You’ve likely stayed at an Airbnb as a guest. But if you’re here, you are probably interested in renting out a room in your home or some other space. As an Airbnb Super-Host for more than three years, I have seen just about everything and have a few tips for success to help get you started. Read on for nine hosting strategies that will help you succeed at Airbnb whether you are renting out a room in your home or an entire property.
- 1 Make Sure to Look Into the Legality of Home-Sharing in Your Area
- 2 Take Great Pictures = Great Cash
- 3 Be Up Front
- 4 A Few Creature Comforts Go a Long Way
- 5 Communicate with Your Guests = More Money
- 6 Less is More
- 7 Keep It Clean
- 8 Listen to Feedback from Guests
- 9 Respond to Feedback Politely and Professionally
- 10 Subscribe to get the free Money Master Course!
- 11 You have Successfully Subscribed!
Make Sure to Look Into the Legality of Home-Sharing in Your Area
Airbnb hosting is usually governed at the local level by your municipality. Be sure to look into local laws and restrictions that dictate where and how you are allowed to host. Being informed from the get go will keep you from landing in hot water for violating local law. Also be mindful that most rental properties have a clause prohibiting tenants from subletting.
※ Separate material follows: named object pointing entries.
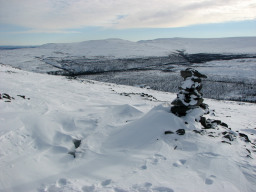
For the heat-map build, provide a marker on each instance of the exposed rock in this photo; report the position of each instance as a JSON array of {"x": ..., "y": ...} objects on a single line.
[
  {"x": 245, "y": 137},
  {"x": 180, "y": 131},
  {"x": 77, "y": 143},
  {"x": 168, "y": 132},
  {"x": 189, "y": 96}
]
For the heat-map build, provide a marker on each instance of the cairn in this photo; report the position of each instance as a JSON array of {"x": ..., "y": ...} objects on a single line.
[{"x": 189, "y": 96}]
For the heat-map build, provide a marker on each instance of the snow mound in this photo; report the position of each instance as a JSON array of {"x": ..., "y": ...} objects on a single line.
[
  {"x": 146, "y": 131},
  {"x": 76, "y": 135}
]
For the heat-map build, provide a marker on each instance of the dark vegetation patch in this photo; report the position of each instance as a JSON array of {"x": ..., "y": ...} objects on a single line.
[{"x": 159, "y": 73}]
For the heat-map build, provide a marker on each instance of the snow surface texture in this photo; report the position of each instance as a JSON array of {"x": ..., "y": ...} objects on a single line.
[
  {"x": 123, "y": 145},
  {"x": 31, "y": 59}
]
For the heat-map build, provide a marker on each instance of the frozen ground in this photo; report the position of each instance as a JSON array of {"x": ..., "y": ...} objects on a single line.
[
  {"x": 149, "y": 63},
  {"x": 59, "y": 134}
]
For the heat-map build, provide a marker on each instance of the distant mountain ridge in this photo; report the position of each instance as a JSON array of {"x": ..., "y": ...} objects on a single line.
[{"x": 156, "y": 47}]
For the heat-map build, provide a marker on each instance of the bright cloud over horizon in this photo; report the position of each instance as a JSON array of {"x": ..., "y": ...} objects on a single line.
[{"x": 70, "y": 16}]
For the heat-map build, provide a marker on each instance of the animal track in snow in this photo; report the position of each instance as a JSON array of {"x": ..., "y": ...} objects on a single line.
[
  {"x": 209, "y": 181},
  {"x": 180, "y": 163}
]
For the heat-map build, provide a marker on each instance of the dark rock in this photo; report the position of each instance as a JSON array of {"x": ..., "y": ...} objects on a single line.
[
  {"x": 226, "y": 142},
  {"x": 189, "y": 72},
  {"x": 229, "y": 136},
  {"x": 77, "y": 143},
  {"x": 168, "y": 132},
  {"x": 205, "y": 123},
  {"x": 224, "y": 133},
  {"x": 218, "y": 122},
  {"x": 180, "y": 131},
  {"x": 22, "y": 96},
  {"x": 245, "y": 137},
  {"x": 204, "y": 106},
  {"x": 199, "y": 132},
  {"x": 224, "y": 124},
  {"x": 73, "y": 153},
  {"x": 179, "y": 110}
]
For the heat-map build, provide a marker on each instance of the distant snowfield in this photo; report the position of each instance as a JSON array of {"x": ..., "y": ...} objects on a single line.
[
  {"x": 31, "y": 58},
  {"x": 123, "y": 145}
]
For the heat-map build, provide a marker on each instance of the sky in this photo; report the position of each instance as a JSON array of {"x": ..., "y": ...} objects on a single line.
[{"x": 36, "y": 22}]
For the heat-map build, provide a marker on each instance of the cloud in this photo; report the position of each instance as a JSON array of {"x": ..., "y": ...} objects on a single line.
[{"x": 61, "y": 15}]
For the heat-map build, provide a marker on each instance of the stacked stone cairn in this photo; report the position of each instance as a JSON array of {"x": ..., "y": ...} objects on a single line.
[{"x": 189, "y": 96}]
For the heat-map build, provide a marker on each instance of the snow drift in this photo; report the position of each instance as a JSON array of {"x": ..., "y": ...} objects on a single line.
[{"x": 123, "y": 145}]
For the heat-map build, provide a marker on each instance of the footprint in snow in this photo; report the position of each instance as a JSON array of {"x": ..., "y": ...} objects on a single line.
[
  {"x": 149, "y": 187},
  {"x": 209, "y": 181},
  {"x": 179, "y": 163},
  {"x": 157, "y": 158},
  {"x": 154, "y": 161}
]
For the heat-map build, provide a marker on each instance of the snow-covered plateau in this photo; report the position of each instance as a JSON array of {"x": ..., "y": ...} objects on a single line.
[
  {"x": 59, "y": 134},
  {"x": 72, "y": 133}
]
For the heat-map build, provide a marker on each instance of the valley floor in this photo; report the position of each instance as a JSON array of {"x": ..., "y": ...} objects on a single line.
[{"x": 60, "y": 134}]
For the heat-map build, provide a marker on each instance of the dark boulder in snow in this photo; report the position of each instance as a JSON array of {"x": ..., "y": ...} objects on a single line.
[
  {"x": 180, "y": 131},
  {"x": 189, "y": 96}
]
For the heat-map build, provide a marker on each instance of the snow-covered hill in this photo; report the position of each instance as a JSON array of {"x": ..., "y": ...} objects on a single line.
[{"x": 59, "y": 134}]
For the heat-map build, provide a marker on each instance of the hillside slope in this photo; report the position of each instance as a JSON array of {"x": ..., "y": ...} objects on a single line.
[{"x": 59, "y": 134}]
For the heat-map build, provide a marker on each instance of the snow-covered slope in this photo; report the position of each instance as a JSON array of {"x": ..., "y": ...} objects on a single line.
[
  {"x": 123, "y": 146},
  {"x": 31, "y": 59},
  {"x": 158, "y": 47}
]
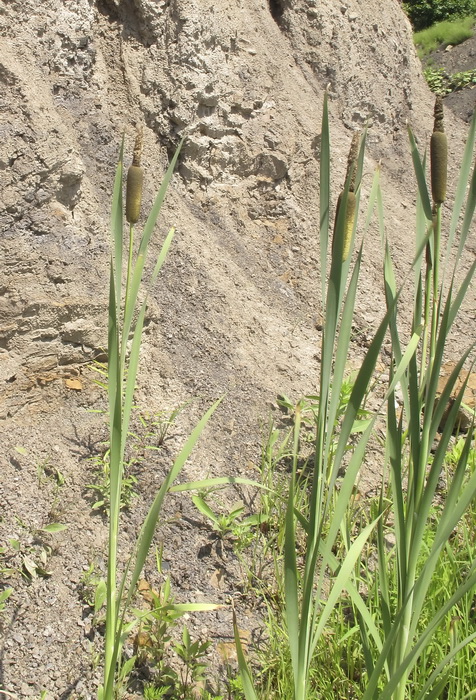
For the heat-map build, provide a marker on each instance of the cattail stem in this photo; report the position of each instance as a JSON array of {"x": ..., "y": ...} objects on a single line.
[{"x": 436, "y": 283}]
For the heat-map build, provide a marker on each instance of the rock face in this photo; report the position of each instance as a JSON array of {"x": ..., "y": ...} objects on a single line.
[
  {"x": 244, "y": 80},
  {"x": 235, "y": 308}
]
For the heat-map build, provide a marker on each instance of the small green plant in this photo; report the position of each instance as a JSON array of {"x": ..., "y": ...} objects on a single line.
[
  {"x": 28, "y": 555},
  {"x": 441, "y": 83},
  {"x": 424, "y": 13},
  {"x": 48, "y": 472},
  {"x": 230, "y": 523},
  {"x": 102, "y": 483},
  {"x": 443, "y": 34},
  {"x": 4, "y": 596},
  {"x": 191, "y": 654}
]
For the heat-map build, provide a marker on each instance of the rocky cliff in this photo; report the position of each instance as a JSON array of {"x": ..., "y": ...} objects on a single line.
[{"x": 236, "y": 310}]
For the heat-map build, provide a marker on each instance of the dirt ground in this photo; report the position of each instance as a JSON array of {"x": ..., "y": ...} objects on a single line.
[{"x": 236, "y": 312}]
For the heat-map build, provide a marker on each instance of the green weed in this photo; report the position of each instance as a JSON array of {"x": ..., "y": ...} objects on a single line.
[{"x": 443, "y": 34}]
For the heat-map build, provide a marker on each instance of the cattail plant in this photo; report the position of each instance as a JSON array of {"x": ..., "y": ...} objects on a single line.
[
  {"x": 384, "y": 568},
  {"x": 348, "y": 202},
  {"x": 438, "y": 155},
  {"x": 126, "y": 321},
  {"x": 135, "y": 181}
]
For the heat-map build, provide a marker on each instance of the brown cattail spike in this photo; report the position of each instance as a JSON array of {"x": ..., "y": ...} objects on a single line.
[
  {"x": 135, "y": 179},
  {"x": 438, "y": 155},
  {"x": 352, "y": 161},
  {"x": 349, "y": 218},
  {"x": 438, "y": 113}
]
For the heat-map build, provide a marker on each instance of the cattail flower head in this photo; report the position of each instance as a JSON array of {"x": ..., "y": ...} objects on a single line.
[
  {"x": 351, "y": 200},
  {"x": 135, "y": 179},
  {"x": 438, "y": 155}
]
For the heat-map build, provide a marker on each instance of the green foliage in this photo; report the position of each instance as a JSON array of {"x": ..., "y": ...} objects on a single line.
[
  {"x": 441, "y": 83},
  {"x": 374, "y": 592},
  {"x": 443, "y": 34},
  {"x": 102, "y": 483},
  {"x": 424, "y": 13}
]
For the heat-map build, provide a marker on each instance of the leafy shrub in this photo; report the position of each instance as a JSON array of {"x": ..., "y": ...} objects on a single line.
[
  {"x": 424, "y": 13},
  {"x": 441, "y": 83},
  {"x": 443, "y": 33}
]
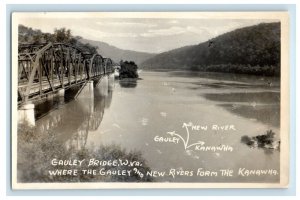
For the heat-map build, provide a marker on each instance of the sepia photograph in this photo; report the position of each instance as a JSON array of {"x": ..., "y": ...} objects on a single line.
[{"x": 150, "y": 100}]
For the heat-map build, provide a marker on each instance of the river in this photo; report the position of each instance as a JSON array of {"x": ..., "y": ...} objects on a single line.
[{"x": 132, "y": 119}]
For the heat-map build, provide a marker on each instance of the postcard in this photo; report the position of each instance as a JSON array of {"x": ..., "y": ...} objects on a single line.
[{"x": 106, "y": 100}]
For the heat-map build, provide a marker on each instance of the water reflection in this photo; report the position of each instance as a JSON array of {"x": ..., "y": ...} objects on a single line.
[
  {"x": 261, "y": 106},
  {"x": 263, "y": 81},
  {"x": 265, "y": 141},
  {"x": 128, "y": 83},
  {"x": 73, "y": 122}
]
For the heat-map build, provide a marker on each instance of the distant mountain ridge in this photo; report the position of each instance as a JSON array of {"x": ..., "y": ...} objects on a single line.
[
  {"x": 251, "y": 50},
  {"x": 117, "y": 54}
]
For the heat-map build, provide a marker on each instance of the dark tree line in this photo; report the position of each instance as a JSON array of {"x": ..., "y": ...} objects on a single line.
[
  {"x": 62, "y": 35},
  {"x": 250, "y": 50}
]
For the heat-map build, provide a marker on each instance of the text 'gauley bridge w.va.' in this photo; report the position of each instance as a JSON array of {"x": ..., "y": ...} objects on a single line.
[{"x": 46, "y": 69}]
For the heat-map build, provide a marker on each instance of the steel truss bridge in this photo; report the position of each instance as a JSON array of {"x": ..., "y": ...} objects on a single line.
[{"x": 47, "y": 68}]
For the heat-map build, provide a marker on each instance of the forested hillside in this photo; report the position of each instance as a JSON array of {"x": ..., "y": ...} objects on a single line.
[{"x": 249, "y": 50}]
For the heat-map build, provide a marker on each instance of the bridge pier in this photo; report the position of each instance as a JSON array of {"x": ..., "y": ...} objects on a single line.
[
  {"x": 102, "y": 86},
  {"x": 61, "y": 92},
  {"x": 111, "y": 82},
  {"x": 87, "y": 90},
  {"x": 26, "y": 114}
]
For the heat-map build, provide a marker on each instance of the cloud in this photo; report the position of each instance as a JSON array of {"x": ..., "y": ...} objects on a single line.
[
  {"x": 174, "y": 30},
  {"x": 125, "y": 24}
]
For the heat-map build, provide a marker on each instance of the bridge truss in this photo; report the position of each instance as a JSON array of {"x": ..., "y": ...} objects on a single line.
[{"x": 48, "y": 68}]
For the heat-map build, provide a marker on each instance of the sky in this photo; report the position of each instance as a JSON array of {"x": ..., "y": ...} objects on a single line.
[{"x": 153, "y": 35}]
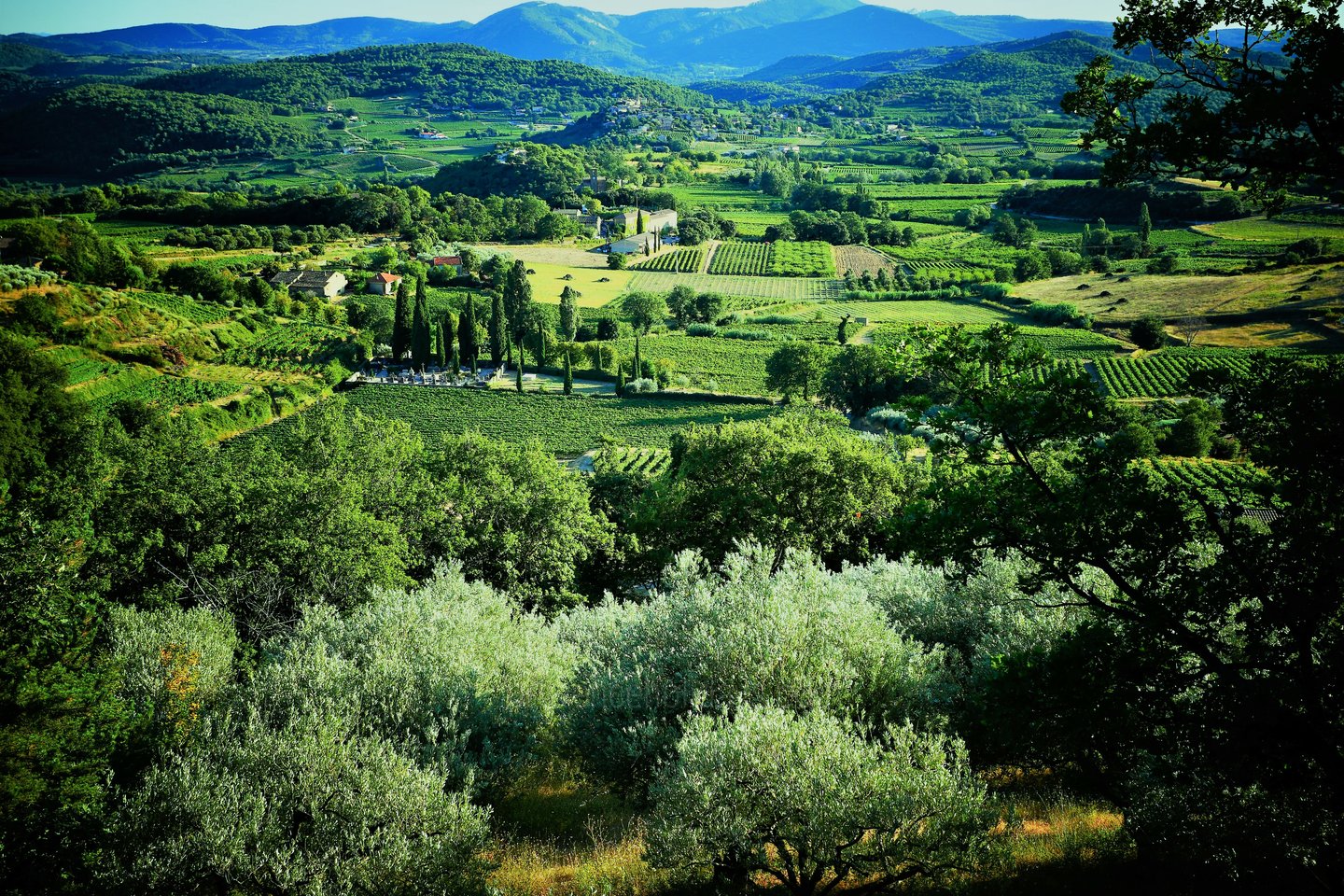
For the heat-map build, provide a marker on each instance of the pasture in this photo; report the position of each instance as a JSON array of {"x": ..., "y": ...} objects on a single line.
[
  {"x": 917, "y": 312},
  {"x": 549, "y": 282}
]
Take Great Pictures = Great Cash
I cannot stress this enough. The first thing a prospective guest is drawn in (or turned off) by is your cover photo. Put your best foot forward and use a picture that takes advantage of good lighting and gives your space an inviting look. All of the photos in your portfolio should showcase what makes your space great and give prospective guests a realistic idea of what it looks like. If you’re not great with a camera, it is well worth hiring a photographer to take some snaps.
Be Up Front
If your listing has flaws, be honest about it. There’s really no such thing as a perfect Airbnb. Your guests will be grateful that you didn’t try to deceive them and will take that into consideration when rating you. If your listing states that parking is challenging, you are much less likely to get a critique that criticizes your parking situation. It’s all about managing expectations up front and ensuring that your visitors have a realistic idea of what they are in for.
A Few Creature Comforts Go a Long Way
I provide toiletries, phone chargers, a Blu-ray player, and a collection of movies to make sure that guests feel right at home. I’ve also found that bottled water, a coffee pot, and coffee and tea are a big hit. Not all of my guests use all of those amenities but they certainly appreciate having them and it goes a long way in making the space feel more like home.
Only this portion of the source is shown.